Queridos hermanos, el Palio, que hoy recibiréis
en presencia del Patriarca Ecuménico, nuestro hermano en Cristo, es
signo de la comunión que os une a título especial al testimonio
apostólico de Pedro y de Pablo. Os liga al obispo de Roma, Sucesor
de Pedro, llamado a desempeñar un peculiar servicio eclesial ante
todo el colegio episcopal. Gracias por vuestra presencia y
felicidades por vuestro ministerio a favor de Iglesias
metropolitanas diseminadas en varias naciones. Os acompaño
gustosamente con el afecto y con la oración.
7. «¡Tu eres el Cristo, el Hijo de Dios vivo! ».

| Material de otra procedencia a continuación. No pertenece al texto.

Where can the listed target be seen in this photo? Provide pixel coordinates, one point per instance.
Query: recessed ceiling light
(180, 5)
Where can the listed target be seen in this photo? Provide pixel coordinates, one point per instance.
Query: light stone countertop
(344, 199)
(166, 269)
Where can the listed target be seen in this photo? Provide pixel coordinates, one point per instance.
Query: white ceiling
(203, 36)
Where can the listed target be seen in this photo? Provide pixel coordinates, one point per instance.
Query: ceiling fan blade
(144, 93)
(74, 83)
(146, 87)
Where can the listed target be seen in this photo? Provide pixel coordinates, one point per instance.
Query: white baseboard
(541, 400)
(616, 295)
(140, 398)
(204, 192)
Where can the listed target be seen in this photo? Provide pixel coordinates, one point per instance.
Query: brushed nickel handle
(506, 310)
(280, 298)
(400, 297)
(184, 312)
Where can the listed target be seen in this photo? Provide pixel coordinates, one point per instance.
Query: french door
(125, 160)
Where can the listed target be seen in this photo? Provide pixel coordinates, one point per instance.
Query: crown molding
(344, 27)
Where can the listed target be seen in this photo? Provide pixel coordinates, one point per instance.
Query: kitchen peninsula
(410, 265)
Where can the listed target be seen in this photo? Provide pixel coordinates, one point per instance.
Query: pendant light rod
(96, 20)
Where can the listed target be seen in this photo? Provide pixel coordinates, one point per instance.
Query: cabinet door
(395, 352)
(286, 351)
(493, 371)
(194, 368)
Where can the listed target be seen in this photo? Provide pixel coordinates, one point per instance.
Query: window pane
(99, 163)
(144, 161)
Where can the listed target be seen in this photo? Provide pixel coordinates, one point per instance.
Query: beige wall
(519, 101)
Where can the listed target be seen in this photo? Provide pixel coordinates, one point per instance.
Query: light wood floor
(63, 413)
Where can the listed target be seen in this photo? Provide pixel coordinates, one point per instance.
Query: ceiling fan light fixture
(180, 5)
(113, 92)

¡Cuántas veces vuelven a mi oración diaria estas palabras, que
constituyen la profesión de fe de Pedro! En el precioso icono
regalado por el Patriarca Atenágoras I al Papa Pablo VI el 5 de
enero de 1964, los dos Santos Apóstoles, Pedro el Corifeo y Andrés
el Protóclito, se abrazan en un elocuente lenguaje de amor, por
debajo de Cristo glorioso. Andrés fue el primero en situarse en el
seguimiento del Señor, Pedro fue llamado a confirmar a sus hermanos
en la fe.
Su abrazo bajo la mirada de Cristo es una
invitación a proseguir en el camino emprendido hacia la meta de
unidad que juntos intentamos alcanzar.
Que ninguna dificultad nos frene.
Sino más bien vayamos adelante con esperanza, sostenidos por la
intercesión de los Apóstoles y por la materna protección de María,
Madre de Cristo, Hijo del Dios vivo.